El paro general constituye una iniciativa desproporcionada en términos racionales, y la elección del asunto del empleo juvenil para hacerlo fermentar, un ejemplo de incoherencia. Pero sería cerrar los ojos ignorar que otros asuntos aparentemente ajenos a las preocupaciones sindicales y a la política económica, pero muy relacionados con las actitudes de los gobernantes socialistas, han ido cargando las baterías que han llevado a este desenlace.

Los sindicalistas son políticos especializados en asuntos laborales, y sus reflejos no son sustancialmente diferentes de los de otros políticos, ni necesariamente menores sus errores o su tendencia a dejarse arrastrar por pasiones o intereses particulares o de grupo. Pero, en este momento, las presiones que, de manera más o menos imprecisa, expresan con su iniciativa reflejan bastante cabalmente el sordo descontento -y desconcierto- que en la base social del proyecto de cambio se ha ido germinando por efecto de la adaptación vertiginosa de algunos dirigentes socialistas a los valores, usos y costumbres de quienes hasta ahora mandaron siempre en este país.

La movilización del 14 no se va a parar con apelaciones al lobo del comunismo o conferencias sobre la buena gestión económica.
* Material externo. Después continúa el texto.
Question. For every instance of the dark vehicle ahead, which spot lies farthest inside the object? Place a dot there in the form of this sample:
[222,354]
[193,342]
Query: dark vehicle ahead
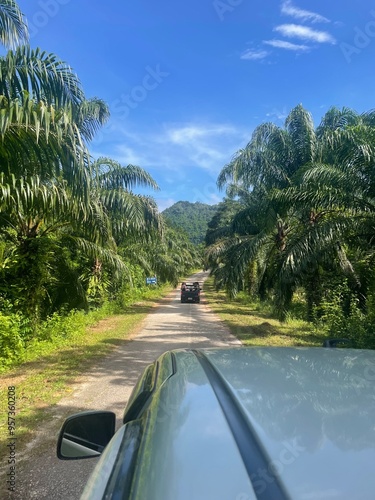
[191,292]
[241,423]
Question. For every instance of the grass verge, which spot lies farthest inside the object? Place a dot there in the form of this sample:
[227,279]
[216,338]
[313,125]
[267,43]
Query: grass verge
[51,368]
[254,324]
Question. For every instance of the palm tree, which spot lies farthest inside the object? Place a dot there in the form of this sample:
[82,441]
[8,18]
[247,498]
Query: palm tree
[13,28]
[302,192]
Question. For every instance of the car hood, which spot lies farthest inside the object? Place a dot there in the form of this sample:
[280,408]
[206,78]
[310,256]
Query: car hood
[311,412]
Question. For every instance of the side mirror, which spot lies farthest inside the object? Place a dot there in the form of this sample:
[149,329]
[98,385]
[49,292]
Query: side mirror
[85,435]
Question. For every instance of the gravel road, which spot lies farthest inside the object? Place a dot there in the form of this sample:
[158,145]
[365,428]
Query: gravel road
[40,475]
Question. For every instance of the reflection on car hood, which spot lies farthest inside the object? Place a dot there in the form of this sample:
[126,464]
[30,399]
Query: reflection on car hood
[312,412]
[247,423]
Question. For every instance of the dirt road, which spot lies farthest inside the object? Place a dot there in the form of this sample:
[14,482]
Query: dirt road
[40,475]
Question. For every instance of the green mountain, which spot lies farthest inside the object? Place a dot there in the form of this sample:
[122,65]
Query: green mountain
[191,217]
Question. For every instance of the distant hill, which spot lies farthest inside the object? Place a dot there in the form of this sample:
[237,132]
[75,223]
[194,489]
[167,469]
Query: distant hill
[191,217]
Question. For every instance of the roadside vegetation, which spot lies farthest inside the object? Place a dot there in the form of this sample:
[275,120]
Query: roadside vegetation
[75,237]
[51,367]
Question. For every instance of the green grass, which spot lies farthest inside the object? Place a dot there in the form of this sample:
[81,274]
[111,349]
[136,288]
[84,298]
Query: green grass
[51,367]
[254,324]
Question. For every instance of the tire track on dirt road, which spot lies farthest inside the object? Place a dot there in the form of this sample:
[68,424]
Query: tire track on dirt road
[107,386]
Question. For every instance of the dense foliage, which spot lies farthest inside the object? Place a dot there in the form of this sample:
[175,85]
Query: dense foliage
[73,234]
[300,216]
[193,218]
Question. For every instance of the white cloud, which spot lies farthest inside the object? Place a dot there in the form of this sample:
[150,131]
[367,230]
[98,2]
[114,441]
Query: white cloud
[304,15]
[282,44]
[254,55]
[305,33]
[189,133]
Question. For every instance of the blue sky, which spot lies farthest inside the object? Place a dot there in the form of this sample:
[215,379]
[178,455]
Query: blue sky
[188,81]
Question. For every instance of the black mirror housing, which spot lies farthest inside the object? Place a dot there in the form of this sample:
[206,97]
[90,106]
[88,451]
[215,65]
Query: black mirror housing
[85,435]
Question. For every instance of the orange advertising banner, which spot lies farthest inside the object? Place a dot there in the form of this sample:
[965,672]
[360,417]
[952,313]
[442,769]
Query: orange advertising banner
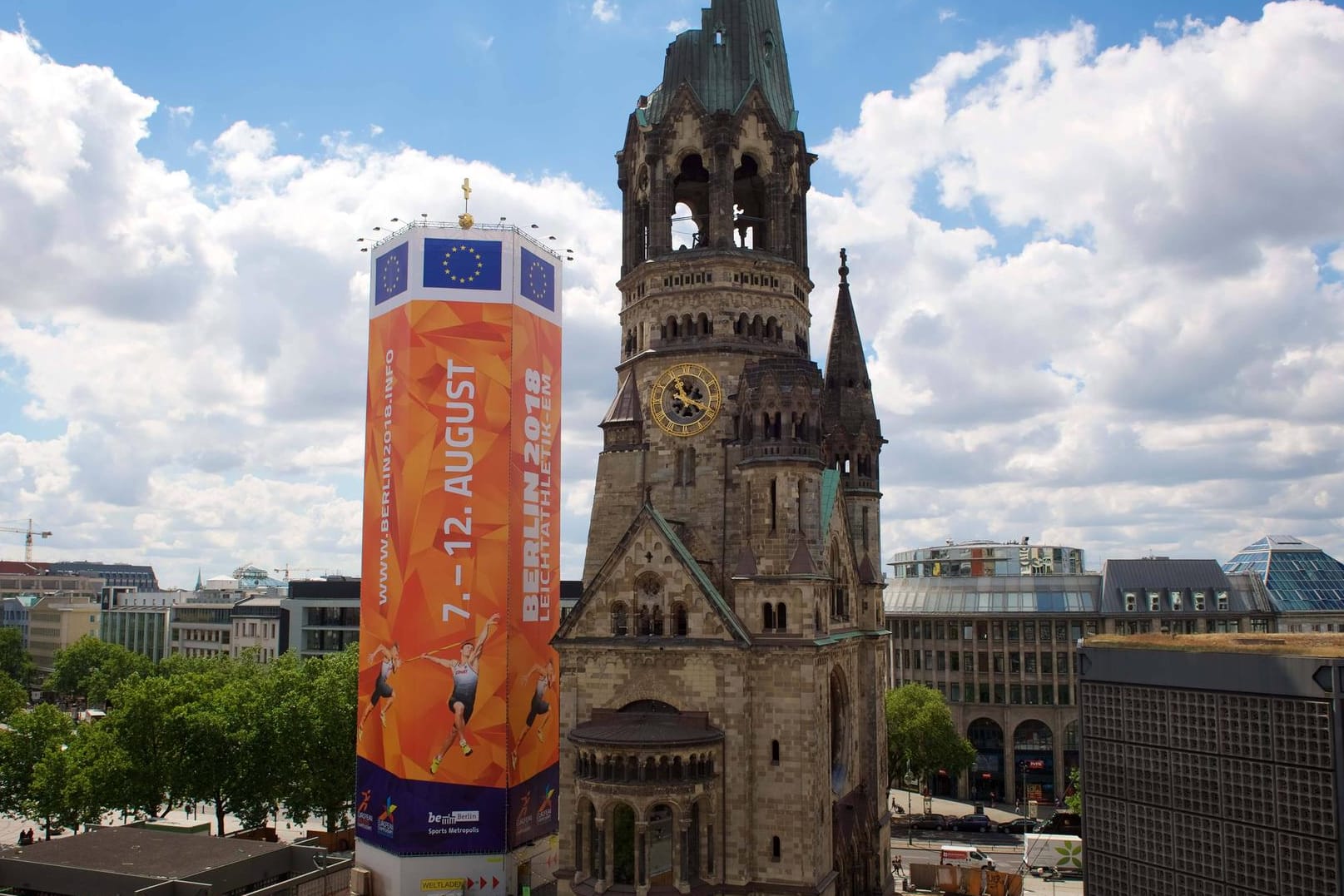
[457,747]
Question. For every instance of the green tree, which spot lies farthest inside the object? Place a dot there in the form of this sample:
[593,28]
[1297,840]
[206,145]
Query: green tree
[921,736]
[319,730]
[13,660]
[92,669]
[140,723]
[1074,801]
[13,696]
[223,751]
[31,762]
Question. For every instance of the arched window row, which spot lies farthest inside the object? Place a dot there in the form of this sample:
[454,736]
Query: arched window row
[765,328]
[686,327]
[649,621]
[775,616]
[631,769]
[778,426]
[858,465]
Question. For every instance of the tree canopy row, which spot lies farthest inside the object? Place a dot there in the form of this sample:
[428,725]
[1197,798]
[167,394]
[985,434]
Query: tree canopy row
[244,736]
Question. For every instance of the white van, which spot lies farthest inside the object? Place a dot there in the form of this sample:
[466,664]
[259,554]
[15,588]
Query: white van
[964,856]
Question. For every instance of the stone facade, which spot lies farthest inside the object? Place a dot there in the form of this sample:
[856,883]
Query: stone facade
[721,716]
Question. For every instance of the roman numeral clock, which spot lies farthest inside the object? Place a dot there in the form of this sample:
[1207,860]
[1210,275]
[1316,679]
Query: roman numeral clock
[686,399]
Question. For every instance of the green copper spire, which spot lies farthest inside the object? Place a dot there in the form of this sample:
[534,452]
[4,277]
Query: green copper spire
[740,43]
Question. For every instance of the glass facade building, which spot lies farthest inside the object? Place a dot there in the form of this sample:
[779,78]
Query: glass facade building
[1300,577]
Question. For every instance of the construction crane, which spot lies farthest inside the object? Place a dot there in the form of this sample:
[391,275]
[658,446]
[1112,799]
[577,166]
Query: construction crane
[27,542]
[288,568]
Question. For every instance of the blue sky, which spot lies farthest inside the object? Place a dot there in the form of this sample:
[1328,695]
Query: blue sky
[1096,254]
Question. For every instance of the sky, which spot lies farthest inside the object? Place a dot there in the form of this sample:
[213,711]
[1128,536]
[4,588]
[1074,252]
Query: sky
[1096,255]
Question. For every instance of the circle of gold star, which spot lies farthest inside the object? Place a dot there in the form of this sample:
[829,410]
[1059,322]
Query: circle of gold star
[448,265]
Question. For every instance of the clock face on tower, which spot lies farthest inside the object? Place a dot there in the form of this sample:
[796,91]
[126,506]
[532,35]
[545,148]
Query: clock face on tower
[684,399]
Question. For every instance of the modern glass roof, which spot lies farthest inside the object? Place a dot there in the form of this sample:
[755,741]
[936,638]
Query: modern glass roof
[1296,574]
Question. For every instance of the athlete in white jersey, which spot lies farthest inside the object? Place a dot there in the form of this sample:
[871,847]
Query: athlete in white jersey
[382,688]
[463,700]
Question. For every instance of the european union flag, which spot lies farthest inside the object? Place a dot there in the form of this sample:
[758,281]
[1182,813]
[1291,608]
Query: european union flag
[463,264]
[538,281]
[390,275]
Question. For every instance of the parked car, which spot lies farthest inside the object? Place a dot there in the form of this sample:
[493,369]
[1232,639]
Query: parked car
[1019,825]
[933,821]
[974,822]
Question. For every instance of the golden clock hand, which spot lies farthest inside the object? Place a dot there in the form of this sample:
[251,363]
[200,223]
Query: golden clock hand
[680,393]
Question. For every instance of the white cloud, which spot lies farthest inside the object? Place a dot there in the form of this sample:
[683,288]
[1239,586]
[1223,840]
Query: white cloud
[203,362]
[1134,345]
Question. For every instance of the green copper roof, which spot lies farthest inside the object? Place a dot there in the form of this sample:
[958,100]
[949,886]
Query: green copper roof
[697,574]
[740,43]
[830,485]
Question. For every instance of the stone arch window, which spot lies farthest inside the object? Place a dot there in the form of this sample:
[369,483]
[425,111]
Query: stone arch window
[622,845]
[659,837]
[589,817]
[749,200]
[839,730]
[690,191]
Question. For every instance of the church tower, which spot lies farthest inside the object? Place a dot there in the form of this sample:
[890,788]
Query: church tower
[722,723]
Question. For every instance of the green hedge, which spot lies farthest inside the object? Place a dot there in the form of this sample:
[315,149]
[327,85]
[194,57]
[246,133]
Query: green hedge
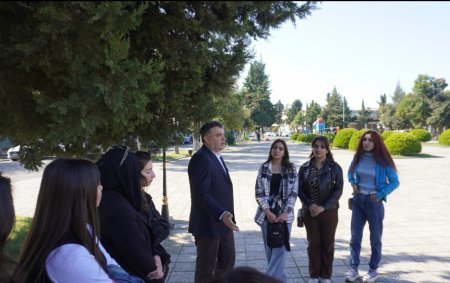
[403,144]
[353,143]
[343,137]
[444,138]
[294,136]
[421,134]
[386,134]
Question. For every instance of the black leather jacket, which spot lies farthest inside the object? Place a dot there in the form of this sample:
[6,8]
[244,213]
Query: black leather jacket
[330,184]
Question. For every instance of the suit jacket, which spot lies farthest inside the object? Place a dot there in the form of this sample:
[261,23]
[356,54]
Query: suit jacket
[211,194]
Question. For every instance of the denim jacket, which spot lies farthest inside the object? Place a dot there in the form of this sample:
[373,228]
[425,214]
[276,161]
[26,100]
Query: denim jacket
[262,191]
[386,179]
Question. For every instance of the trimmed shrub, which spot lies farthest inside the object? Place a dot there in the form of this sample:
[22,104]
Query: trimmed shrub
[307,138]
[386,134]
[444,138]
[403,144]
[353,143]
[421,134]
[343,137]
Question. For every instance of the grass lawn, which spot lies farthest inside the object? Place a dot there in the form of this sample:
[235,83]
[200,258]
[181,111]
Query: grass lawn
[17,237]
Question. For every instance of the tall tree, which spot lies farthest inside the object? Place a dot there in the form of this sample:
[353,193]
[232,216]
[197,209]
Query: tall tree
[256,87]
[333,109]
[363,116]
[94,73]
[293,110]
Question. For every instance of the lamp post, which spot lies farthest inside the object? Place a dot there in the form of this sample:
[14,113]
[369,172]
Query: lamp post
[343,112]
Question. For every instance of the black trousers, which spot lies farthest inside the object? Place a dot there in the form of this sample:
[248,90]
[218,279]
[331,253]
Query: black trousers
[215,256]
[320,231]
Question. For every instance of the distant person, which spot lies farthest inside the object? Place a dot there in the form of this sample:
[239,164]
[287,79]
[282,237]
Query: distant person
[320,188]
[276,193]
[211,220]
[62,244]
[125,231]
[7,218]
[373,176]
[258,136]
[245,274]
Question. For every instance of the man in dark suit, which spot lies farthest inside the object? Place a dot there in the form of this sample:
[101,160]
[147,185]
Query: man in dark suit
[211,221]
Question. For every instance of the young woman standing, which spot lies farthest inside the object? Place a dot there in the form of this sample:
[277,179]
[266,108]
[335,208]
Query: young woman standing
[320,187]
[373,176]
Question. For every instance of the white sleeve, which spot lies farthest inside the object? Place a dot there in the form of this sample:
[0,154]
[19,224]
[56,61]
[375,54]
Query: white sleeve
[72,263]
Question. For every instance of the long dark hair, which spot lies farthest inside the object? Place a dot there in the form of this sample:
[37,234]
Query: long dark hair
[380,152]
[7,218]
[285,162]
[67,203]
[325,141]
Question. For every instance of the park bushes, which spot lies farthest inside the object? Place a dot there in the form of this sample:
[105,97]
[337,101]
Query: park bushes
[403,144]
[386,134]
[444,138]
[342,138]
[421,134]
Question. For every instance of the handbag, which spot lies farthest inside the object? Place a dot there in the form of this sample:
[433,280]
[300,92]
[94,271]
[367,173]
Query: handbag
[275,235]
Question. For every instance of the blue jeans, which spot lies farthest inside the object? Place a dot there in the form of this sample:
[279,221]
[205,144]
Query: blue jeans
[364,209]
[276,257]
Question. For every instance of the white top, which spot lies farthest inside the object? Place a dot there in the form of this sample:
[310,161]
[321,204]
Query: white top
[73,263]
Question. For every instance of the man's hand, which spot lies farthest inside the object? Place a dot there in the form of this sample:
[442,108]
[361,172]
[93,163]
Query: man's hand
[158,273]
[228,221]
[316,209]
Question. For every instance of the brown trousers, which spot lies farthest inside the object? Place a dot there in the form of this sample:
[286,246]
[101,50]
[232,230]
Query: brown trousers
[320,231]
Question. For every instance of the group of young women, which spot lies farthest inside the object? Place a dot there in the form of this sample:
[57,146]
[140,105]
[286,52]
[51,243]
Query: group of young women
[93,223]
[319,185]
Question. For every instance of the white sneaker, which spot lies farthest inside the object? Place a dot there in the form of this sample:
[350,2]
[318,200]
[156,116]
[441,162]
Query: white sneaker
[371,276]
[352,275]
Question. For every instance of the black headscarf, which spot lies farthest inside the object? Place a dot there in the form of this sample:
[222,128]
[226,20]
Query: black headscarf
[119,170]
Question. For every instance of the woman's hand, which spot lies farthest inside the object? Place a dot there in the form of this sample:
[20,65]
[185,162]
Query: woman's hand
[158,273]
[271,217]
[315,209]
[282,217]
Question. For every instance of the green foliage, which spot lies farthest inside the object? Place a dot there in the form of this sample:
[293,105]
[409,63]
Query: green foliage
[342,138]
[229,138]
[17,237]
[91,74]
[354,140]
[444,138]
[386,134]
[403,144]
[330,137]
[421,134]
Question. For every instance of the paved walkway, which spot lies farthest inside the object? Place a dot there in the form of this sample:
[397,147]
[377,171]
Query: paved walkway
[416,240]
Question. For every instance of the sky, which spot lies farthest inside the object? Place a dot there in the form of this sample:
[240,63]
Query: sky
[364,49]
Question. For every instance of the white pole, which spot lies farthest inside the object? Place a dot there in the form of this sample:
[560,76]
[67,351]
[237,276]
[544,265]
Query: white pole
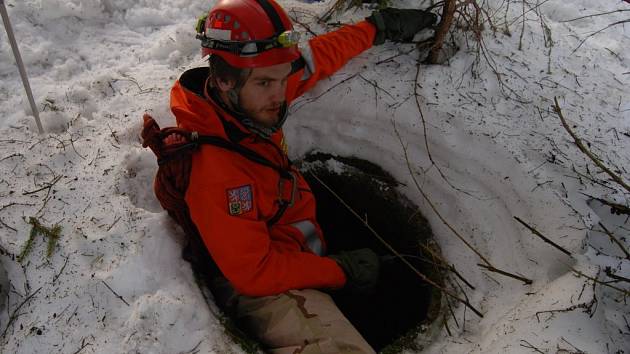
[18,60]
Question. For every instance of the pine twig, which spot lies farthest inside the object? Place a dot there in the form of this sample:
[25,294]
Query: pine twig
[585,150]
[537,233]
[393,251]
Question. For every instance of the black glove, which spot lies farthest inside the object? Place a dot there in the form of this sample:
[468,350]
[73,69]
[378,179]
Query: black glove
[399,25]
[361,268]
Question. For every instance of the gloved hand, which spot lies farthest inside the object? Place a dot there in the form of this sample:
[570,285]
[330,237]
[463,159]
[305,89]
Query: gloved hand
[361,268]
[399,25]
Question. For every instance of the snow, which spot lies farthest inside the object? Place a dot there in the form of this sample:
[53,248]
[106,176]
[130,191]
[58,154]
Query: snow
[96,66]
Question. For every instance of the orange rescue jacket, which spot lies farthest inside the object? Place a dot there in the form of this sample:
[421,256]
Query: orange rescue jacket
[232,199]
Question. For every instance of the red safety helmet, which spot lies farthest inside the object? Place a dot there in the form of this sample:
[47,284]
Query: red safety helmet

Precisamente porque, como ellos mismos afirman, es una movilización política y no aparece en el panorama nacional ninguna fuerza capaz de capitalizar el eventual éxito de la movilización, los socialistas deberían obtener la lección de que la continuidad del proyecto socialdemócrata exige menos arrogancia, más negociación y una mayor sensibilidad a la hora de vertebrar al país y sus agentes sociales.